Однажды мы с директором Селижаровского леспромхоза Николаем Петровичем Беляковым собрались и поехали в эту глухую, дальнюю сторону — через реки, мосты, через большие и малые болота.
На въезде в Оковский лес, как крепость, на горе стоит старинное село Оковцы. Мы остановились наверху и долго смотрели на море соснового леса.
— Тут есть интересное место, — сказал Николай Петрович.

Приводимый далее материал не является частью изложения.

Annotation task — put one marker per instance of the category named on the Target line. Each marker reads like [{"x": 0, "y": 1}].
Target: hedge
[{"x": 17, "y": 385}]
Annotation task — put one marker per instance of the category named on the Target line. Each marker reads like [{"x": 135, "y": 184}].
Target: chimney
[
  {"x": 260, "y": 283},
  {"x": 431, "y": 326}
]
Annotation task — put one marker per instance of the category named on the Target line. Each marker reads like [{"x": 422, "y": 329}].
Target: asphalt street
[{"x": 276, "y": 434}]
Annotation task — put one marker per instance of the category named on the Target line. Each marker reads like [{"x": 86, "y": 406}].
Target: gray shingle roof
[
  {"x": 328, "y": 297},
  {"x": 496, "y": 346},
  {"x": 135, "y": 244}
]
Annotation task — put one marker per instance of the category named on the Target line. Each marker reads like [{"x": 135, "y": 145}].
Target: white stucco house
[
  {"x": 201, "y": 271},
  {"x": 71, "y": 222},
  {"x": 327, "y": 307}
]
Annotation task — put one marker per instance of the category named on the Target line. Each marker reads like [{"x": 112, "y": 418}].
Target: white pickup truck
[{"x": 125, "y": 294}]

Мы спустились вниз, постояли на мосту через Пырошню, над запрудой с черной мельницей и белыми облаками. Река тихо плыла среди прибрежных песков. Место, о котором шла речь, в самом деле оказалось любопытным. Над водой, в высоте, нависал огромный зеленый холм. Это было Оковецкое городище — город тысячелетней древности, где когда-то шла забытая, непонятная теперь для нас жизнь.
Оковцы, как и Оковский лес, встречаются на страницах наших летописей. По записи летописца, здесь «в тесных, непроходимых местах» в 1547 году были схвачены ржевские опальные князья Михаил Глинский и Турунтай Пронский. Несколькими годами позже в Оковцы приезжал царь Иван Грозный. Тысячи людей шли и ехали сюда за лекарственной водой к лесному ключу — к некогда знаменитому оковецкому источнику.

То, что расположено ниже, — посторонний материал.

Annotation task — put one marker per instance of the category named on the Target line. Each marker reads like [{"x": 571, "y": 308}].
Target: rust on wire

— Поедемте в Сибирское лесничество, — предложил Николай Петрович. — Там у нас есть один человек. Он всю подноготную этих лесов знает.
Сибирское лесничество лежало вдоль Пырошни и Тудовки, по холмам и болотам Оковского леса. В вышине над дорогой качался могучий вековой бор. На многие километры вокруг была таежная глушь. Тут и в самом деле пахло Сибирью. Я спросил Николая Петровича, откуда взялось такое название.

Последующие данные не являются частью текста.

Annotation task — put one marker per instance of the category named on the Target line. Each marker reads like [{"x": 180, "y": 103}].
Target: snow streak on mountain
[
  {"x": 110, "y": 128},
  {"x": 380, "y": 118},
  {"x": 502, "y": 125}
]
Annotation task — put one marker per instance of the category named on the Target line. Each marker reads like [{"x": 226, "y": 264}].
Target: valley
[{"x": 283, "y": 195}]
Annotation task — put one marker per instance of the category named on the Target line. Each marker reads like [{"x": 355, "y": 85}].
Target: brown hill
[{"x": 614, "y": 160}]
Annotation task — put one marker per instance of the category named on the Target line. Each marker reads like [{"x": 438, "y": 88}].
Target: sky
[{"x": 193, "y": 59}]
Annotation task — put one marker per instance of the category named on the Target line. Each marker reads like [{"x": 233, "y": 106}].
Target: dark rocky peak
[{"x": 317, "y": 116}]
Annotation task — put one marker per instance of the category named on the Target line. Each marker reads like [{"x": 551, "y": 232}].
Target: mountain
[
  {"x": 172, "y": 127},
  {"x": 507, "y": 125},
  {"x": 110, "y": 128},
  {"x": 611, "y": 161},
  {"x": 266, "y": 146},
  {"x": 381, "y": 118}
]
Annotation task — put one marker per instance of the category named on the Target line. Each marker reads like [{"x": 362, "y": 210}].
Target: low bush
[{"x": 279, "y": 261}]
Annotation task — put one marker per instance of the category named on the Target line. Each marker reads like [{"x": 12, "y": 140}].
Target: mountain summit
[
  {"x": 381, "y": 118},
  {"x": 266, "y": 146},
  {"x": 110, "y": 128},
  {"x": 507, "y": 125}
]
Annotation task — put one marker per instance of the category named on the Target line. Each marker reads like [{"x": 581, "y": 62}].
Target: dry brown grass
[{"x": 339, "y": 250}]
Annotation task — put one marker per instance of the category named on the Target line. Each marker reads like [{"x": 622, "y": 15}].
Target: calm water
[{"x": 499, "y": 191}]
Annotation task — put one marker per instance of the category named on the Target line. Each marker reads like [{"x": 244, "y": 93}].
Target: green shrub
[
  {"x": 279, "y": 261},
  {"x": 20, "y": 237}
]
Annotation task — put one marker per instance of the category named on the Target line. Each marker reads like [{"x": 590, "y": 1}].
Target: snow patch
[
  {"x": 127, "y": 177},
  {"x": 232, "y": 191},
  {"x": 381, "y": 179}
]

— В этом лесу есть деревня Сибирь. Почему так зовут, я даже не знаю. Вот спросим у Агафонова.
Все в этих местах было сурово и загадочно. Качался лес. Шумели сосны и ели. Наконец мы приехали в деревню Малый Бор, где была контора лесничества.
Начальник Сибирского лесопункта Николай Иванович Агафонов оказался невысоким веселым человеком, который действительно знал все на свете. Мы сели у старой плотины на берегу Пырошни и, бросая камешки в воду, стали глядеть на реку.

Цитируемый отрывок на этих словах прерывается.